Thursday, August 6, 2009

With so little to be sure of...

...if there's anything at all.

There are few things that I can say that I am sure of at this exact point in time (other than "here and now and us together"...). For one thing, I am sure of what makes me go all a-tingly in my theatrical nether regions and what makes me want to vomit old sheet music. With the summer drawing to an imminent close, there is much on the horizon to be aware of. Here is my own personal and biased lineup:
The mucho gustos:
Othello (Produced by the Public Theatre, directed by Peter Sellars, starring John Ortiz as the Moor himself and P.S. Hoffman as Iago) This one speaks for itself. Right off the bat, I question the sanity of anybody who is not eager to see one of the greatest living American actors grace the stage as one of dramatic literature's greatest and least apologetic villains of all time. Peter Sellars is infamous for his work with opera, lending a modern lilt to classic work and breathing a tour de force life into contemporary work (as in his close working relationship with living American composer John Adams). He is sure to do great things with a straight play that hardly lacks the emotional charge of the operatic canon. In a totally selfish light, as an NYU student I score big time (for once) with access to $12 student tickets because the venue is the good old Skirball Center. Ra ra. Finally, the Public can really do no wrong. Q.E.D.
The Understudy (Written by Theresa Rebeck, Roundabout Theatre Company, starring Julie White, Mark-Paul Gosselaar and Justin Kirk) Okay, this is a big season for names and this off-Broadway production of Rebeck's new play is stacked. After the recent appearance of Mario Lopez in A Chorus Line, why would producers NOT find a vehicle for Zack Morris? (Maybe next year we will see Dustin Diamond in the title role of Hamlet...) Justin Kirk, although popularly known now for his work on film, is no stranger to the stage and his return is much welcomed by yours truly. His capacity to adapt to roles that couldn't be more polar opposite (what would happen if Andy Botwin and Prior Walter went out for coffee?) leaves me soundly expecting a performance worth talking about. Finally, who doesn't love Julie White? She won the Tony for The Little Dog Laughed, appeared on Six Feet Under and playwright Rebeck has written specifically for her in the past. This woman has obviously been doing something right. (Also, who among us, whether admittedly or not, doesn't like a little backstage inside joke in their theatre-going lineup? The play focuses on "one of the most notorious roles in the theatre: the understudy.")

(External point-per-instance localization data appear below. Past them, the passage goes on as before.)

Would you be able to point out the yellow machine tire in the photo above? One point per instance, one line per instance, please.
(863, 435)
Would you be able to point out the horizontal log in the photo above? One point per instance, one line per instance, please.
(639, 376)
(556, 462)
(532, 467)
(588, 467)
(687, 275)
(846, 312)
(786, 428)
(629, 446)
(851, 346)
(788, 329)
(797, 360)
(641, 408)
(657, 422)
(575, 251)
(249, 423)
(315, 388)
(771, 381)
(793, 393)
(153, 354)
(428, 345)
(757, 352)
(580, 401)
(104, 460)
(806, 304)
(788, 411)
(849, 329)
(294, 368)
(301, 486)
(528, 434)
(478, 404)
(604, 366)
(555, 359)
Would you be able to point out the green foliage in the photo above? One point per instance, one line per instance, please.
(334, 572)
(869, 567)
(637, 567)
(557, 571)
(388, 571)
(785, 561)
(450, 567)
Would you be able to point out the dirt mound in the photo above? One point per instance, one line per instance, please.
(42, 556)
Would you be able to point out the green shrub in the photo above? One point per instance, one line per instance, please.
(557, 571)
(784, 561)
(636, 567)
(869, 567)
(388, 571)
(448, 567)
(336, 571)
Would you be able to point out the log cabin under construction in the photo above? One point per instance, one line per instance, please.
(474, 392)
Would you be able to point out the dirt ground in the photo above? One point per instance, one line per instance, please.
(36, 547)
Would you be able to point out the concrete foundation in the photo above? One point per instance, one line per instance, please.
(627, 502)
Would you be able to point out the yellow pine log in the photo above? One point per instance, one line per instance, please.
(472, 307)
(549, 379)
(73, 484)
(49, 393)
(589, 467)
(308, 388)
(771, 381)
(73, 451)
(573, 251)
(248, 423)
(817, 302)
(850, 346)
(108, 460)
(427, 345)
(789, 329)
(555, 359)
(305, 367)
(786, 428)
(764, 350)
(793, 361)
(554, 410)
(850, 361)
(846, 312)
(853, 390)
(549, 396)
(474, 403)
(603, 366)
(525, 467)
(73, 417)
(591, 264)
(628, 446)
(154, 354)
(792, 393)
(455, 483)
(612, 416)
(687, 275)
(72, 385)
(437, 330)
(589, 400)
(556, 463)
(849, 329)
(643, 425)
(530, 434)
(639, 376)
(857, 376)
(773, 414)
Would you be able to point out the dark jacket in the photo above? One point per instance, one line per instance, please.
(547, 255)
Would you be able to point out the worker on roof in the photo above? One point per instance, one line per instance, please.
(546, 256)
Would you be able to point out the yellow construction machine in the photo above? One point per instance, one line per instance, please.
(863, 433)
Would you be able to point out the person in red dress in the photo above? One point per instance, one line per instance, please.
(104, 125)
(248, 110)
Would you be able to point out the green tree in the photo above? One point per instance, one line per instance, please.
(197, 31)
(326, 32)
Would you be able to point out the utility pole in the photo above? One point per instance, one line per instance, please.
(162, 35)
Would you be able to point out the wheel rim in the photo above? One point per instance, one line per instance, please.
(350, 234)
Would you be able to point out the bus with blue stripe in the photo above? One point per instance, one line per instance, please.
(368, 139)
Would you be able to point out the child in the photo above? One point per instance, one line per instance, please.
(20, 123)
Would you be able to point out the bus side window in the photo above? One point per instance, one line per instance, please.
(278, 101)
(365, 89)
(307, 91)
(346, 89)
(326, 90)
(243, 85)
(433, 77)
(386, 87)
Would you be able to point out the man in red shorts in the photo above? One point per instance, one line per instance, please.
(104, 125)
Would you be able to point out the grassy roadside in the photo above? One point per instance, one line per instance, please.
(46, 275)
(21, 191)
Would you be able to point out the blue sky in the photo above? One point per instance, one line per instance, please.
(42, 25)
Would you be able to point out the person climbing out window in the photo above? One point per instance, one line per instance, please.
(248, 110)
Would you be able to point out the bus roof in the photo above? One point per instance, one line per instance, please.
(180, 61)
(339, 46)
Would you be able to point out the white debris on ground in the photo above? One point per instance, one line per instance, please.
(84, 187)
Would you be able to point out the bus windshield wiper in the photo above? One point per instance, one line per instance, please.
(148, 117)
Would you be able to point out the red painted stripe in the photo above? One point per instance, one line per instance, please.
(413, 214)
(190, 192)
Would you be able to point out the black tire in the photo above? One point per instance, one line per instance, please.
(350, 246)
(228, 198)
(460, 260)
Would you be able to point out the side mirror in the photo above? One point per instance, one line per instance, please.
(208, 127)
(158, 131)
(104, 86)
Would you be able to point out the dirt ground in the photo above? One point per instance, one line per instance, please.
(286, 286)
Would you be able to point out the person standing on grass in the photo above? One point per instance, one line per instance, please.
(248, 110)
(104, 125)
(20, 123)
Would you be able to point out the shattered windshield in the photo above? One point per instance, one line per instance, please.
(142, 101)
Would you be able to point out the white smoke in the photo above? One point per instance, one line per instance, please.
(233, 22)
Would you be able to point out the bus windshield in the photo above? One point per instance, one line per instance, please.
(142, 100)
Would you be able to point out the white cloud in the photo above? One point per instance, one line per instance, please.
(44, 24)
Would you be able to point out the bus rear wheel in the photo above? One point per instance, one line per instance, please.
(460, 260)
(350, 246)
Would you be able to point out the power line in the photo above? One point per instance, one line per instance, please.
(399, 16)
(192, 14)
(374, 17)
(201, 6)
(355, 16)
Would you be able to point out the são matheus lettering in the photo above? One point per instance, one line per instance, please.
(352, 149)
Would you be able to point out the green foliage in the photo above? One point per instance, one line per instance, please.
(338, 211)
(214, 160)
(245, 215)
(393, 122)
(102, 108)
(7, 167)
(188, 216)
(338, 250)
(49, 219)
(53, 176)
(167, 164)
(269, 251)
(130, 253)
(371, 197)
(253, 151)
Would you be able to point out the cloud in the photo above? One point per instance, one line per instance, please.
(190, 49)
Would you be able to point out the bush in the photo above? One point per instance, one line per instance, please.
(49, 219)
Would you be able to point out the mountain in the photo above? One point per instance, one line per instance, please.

The Bacchae (Public Theater's Shakespeare in the Park, directed by JoAnne Akalaitis, starring Jonathan Groff) Has anybody else been watching the new season of True Blood? Is anybody else getting a little miffed by Mary Ann and her Dionysian tomfoolery? Thank fuck the Public will pull us back to the roots with this production. Can you really think of a better play to be staged outside? And with a new (under)score by Philip Glass? I will not soon forget Alan Cumming's performance as Dionysus (at the Lincoln Center last summer) but am very eager to see what the much younger, much more innocent Jonathan Groff will do with the role. Oh, yeah, and it's free, lest we forget. Again, I assert that the Public can do no wrong. (Ten points deposited in the posthumous bank of awesomeness for Joe Papp).

The No Me Gusta Column:

American Idiot (Berkeley Rep, Directed by Michael Mayer) What the hell, everybody? Are you really making another jukebox musical? Does it really have to be formed around the album that reminds everybody what Green Day once was (wank-worthy) and no longer is? Does everybody involved have to be so legit that I am probably going to have to see it when it (inevitably) comes to New York? Damn all of you. Truly, why is everybody involved in this puke-prompting project really established and talented? Michael Mayer, John Gallager Jr., Tom Kitt, DO YOU REALLY HAVE NOTHING BETTER TO DO? Good luck super-imposing a narrative onto that piece of rubbish...

Catch Me If You Can (Seattle's 5th Ave. Theatre) All I have to say about this is that A) we don't need another movie cum musical B) Aaron Tveit traded in a wonderful role in an excellent ORIGINAL work for a wardrobe the size of a small country and C) this speaks volumes.

Heed my musings or don't. I'm just one small girl (in a tree).